I was in the fireplace store the other day asking  about this sealant. The fireplace is gapped where the marble meets the frame. There was some sealant in there and it looks like it has pulled away from the edges. Is there a high heat sealant that exists in the 700-1000 degree range in white or black without going with a gasket sealer from the automotive store? 
 1 fireplace store said it exists but they don't carry it, however another said it does not. 

   HD and Lowes have 500 degree sealant .    

 TIA for any replys!!


----------



## BrotherBart

Furnace cement is good to a couple of thousand degrees but it is messy and will turn grey after getting hot.

Shoot a picture of where you are talking about putting this stuff. Nothing at the edges of that fireplace should be getting anywhere near 700 degrees.


----------



## fire_N_ice

will do.......  Pics edited in, just tilt your head  .


----------



## BrotherBart

Got a crick in my neck but that looks like a large gap. ACE Hardware will sell you the 600 degree RTV silicone sealant that should handle temps at those spots fine. It is with their wood stove stuff. The stuff is messy. Another thing you could put in there is stove window gasket. It is flat fiberglass and heat ain't gonna affect it lately.

On the silicone subject, I am the lone dissenter in the world that says there ain't no difference between the eight buck a tube 600 degree stuff and the $3.99 regular silicone caulk. 100% silicone caulk is 100% silicone caulk. I think the six hundred degree stuff just had red or black dye added. All silicone is going to vaporize around 800 degrees but the blocking plate sitting eight inches above the top of my heating monster wood stove is held up with plain old silicone caulk and it hasn't moved lately. The top plate on the chimney liners are sealed with it too.
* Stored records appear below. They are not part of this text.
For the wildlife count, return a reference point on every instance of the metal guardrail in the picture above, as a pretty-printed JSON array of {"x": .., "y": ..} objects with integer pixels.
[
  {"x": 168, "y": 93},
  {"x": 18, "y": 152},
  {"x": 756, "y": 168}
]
On sale for a buck ninety-nine a tube.

The factory installed the door gasket in my Englander with the 600 degree stuff and it is subjected to the radiant heat of 1,200 degree fires in that firebox an inch away from it so I think it will do it for you just fine.


----------



## Nativedancer

I have a Whitfield Advantage II, and one day the solid curved front glass broke. The cost is $495 to replace it. I was going to try to use a high temperature Sealant on the glass. I wondered about exhaust sealant, but not sure how high the temperature can get on a catalytic converter, and I am worried about breakdown at 800 degrees. In my research I have found the glass to be a plexiglass. I put an oven thermometer and it came to 800 degrees running at full blast, with the air reduced down, so that is my possible maximum. The broken front glass reduces the efficiency of the wood pellet stove and right now being unemployed I really need that. Here is a picture of the fireplace. Any help or suggestions I would be grateful for. J

*UPDATE!*
UPDATE:I think I may have found something for high temperature sealant: Versuchem Muffler and Exhaust Sealant. It goes to 1000 degrees, 1500 degrees intermittent and about $4. AND there is (this is the most recommended one) *Inferno Metal Repair *goes to 2000 degrees, and Is available at Autozone parts stores, part number 30671, and it is $5.99.It is not tested on glass, but it does not expand.


----------